Safe Vision-Language Models via Unsafe Weights Manipulation
Moreno D'Incà, Elia Peruzzo, Xingqian Xu, Humphrey Shi, Nicu Sebe, Massimiliano Mancini
TL;DR
This work tackles safety in Vision-Language Models by showing that training-based safety approaches can degrade safe-input safety and knowledge. It introduces SafeGround, a multi-granularity safety evaluation framework, and demonstrates that fine-tuning for safety (Safe-CLIP) can unintentionally erode safe representations. To address this, the authors propose Unsafe Weights Manipulation (UWM), a training-free method that identifies and adjusts unsafe weights by analyzing information flow differences between safe and unsafe content, often by negating targeted weights. Across several VLM architectures and even LLaVA, UWM delivers the best balance between safety improvements and knowledge preservation, outperforming training-based baselines in many scenarios. Overall, SafeGround provides a robust diagnostic toolkit, and UWM offers a practical, scalable path toward training-free safety for VLMs with broad applicability.
Abstract
Vision-language models (VLMs) often inherit the biases and unsafe associations present within their large-scale training dataset.
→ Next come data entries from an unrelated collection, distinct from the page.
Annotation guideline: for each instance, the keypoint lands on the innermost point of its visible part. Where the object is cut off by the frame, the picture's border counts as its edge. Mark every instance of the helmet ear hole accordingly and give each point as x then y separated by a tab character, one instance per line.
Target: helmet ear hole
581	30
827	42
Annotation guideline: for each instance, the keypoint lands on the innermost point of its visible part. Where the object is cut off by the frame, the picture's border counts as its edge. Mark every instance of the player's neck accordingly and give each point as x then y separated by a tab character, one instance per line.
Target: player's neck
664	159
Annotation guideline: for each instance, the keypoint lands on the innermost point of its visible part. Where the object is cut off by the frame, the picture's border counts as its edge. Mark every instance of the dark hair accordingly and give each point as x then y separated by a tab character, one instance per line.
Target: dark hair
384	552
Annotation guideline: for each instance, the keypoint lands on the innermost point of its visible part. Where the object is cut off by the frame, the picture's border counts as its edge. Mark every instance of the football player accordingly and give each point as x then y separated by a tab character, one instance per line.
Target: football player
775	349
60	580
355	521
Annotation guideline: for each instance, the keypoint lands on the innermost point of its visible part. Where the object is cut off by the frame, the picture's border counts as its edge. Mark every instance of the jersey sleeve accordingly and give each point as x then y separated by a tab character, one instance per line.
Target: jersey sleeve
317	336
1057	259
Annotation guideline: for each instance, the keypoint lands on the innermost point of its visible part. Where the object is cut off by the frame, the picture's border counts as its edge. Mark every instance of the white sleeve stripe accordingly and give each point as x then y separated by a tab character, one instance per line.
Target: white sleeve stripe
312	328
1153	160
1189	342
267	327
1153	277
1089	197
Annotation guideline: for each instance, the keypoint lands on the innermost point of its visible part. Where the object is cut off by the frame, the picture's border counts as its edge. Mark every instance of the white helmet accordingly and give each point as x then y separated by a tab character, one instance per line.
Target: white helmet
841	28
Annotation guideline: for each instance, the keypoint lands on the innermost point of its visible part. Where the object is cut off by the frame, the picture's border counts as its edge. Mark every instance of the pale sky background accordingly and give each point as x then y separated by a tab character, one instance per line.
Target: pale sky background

While recent approaches mitigate unsafe behaviors, their evaluation focuses on how safe the model is on unsafe inputs, ignoring potential shortcomings on safe ones. In this paper, we first revise safety evaluation by introducing SafeGround, a new set of metrics that evaluate safety at different levels of granularity. With this metric, we uncover a surprising issue of training-based methods: they make the model less safe on safe inputs. From this finding, we take a different direction and explore whether it is possible to make a model safer without training, introducing Unsafe Weights Manipulation (UWM). UWM uses a calibration set of safe and unsafe instances to compare activations between safe and unsafe content, identifying the most important parameters for processing the latter. Their values are then manipulated via negation. Experiments show that UWM achieves the best tradeoff between safety and knowledge preservation, consistently improving VLMs on unsafe queries while outperforming even training-based state-of-the-art methods on safe ones.